A brilliant new book takes a look at a side of our city's history too huge, yet too ethereal, ever to capture in a museum...

We really can’t get enough of this fab new book from Caroline and Phil Bunford: Liverpool Ghost Signs (History Press), an illustrated trawl through our city’s gable ends, avenues and alleyways, searing out the ghostly remains of painted-on adverts.

The palimpsest of a mercantile city.

Oh and talking of tiles (sort of), who knew Liverpool had more mosaics than a sprawling Roman villa? There’s a whole chapter on them in here.

A fascinating document of an ephemeral slice of the city’s history, many of the images in the book are of adverts (and buildings) now wiped from the city’s map for ever. Many more cling tenaciously on. All make for a sideways look at our social history.

Caroline’s a keen local historian, and she’s written about her online Ghost Signs project for us in the past – now she and Phil have collected 150 of them in this brilliant little book.

“I became aware of a project being set up via Flickr to digitally preserve these signs. The Ghost Signs Archive is now up and running and photographers from all over the UK and Ireland have submitted their photos to create an enviable resource for future historians.”

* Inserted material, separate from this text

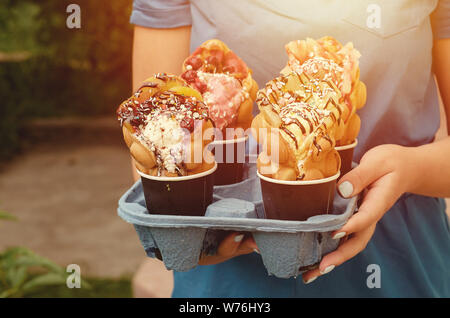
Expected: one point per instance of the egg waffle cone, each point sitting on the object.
(214, 57)
(328, 59)
(170, 97)
(298, 142)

“The hand painted advertising signs were commissioned to appear on brick walls to attract consumers and to spread the word of some of the bigger companies,” she says. “They reached their peak before the mass printed advertising posters began to be used and traditional sign writing slumped into decline.

“My particular favourites are the many cow keeper and dairy ghost signs which hark back to a time when we had a small dairy on almost every street in the city. This service ended when greater hygiene regulations were introduced.”

Stuck for a last minute gift for your dad? You’re looking at it.